To subscribe to ExchangeEveryDay, a free daily e-newsletter, go to www.ccie.com/eed

07/08/2021

Two Ways to Create Nurturing Environments and Relationships

You cannot truly listen to anyone and do anything else at the same time.
M. Scott Peck

Two Out of the Box Training Kits offer ideas for providing deep nurturing for children. The first, “Are Your Children in Times Square? Moving from Sensory Overload to Sensory Engagement" focuses on the physical environment. Sandra Duncan and Michelle Salcedo, authors of the article that provides the foundation for the Kit, make an analogy between the confining spaces that make up New York’s Times Square, and the confining way we often configure early childhood classrooms. Some of these environmental configurations are physical “and lead to confinement of the body” while others are less tangible and result in confinement of the mind and spirit.

The authors discuss what they call "three confinement-busting strategies...to enable children’s individuality.”

  1. Reflect children’s interests in the classroom by planning experiences which mirror their conversations and play.
  2. Tear down the behavior chart.
  3. Question your rules.

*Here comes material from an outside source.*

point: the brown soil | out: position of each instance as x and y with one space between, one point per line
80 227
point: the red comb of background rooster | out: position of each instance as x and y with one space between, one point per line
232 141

Are classroom rules for your convenience or to support children’s growth and development?"

And a second Out of the Box Kit, “Finding Questions Worth Asking,” based on Ann Pelo’s article by the same name, encourages nurturing interactions through authentic questions and respectful listening.

“Good questions are born in silence. They begin with the humility of listening,” writes Pelo. “When we listen with self-awareness...we stop being teachers intent on instruction, and become companions in the project of understanding.”

Pelo’s encouragement fits with author Dennis Lewis’s writing on his blog that focuses on careful listening:

“Deep listening has to do with the very essence of our relationship to ourselves and others. Deep listening requires love, being, and understanding...to listen deeply means to welcome, to make ourselves fully available to what is actually taking place now.”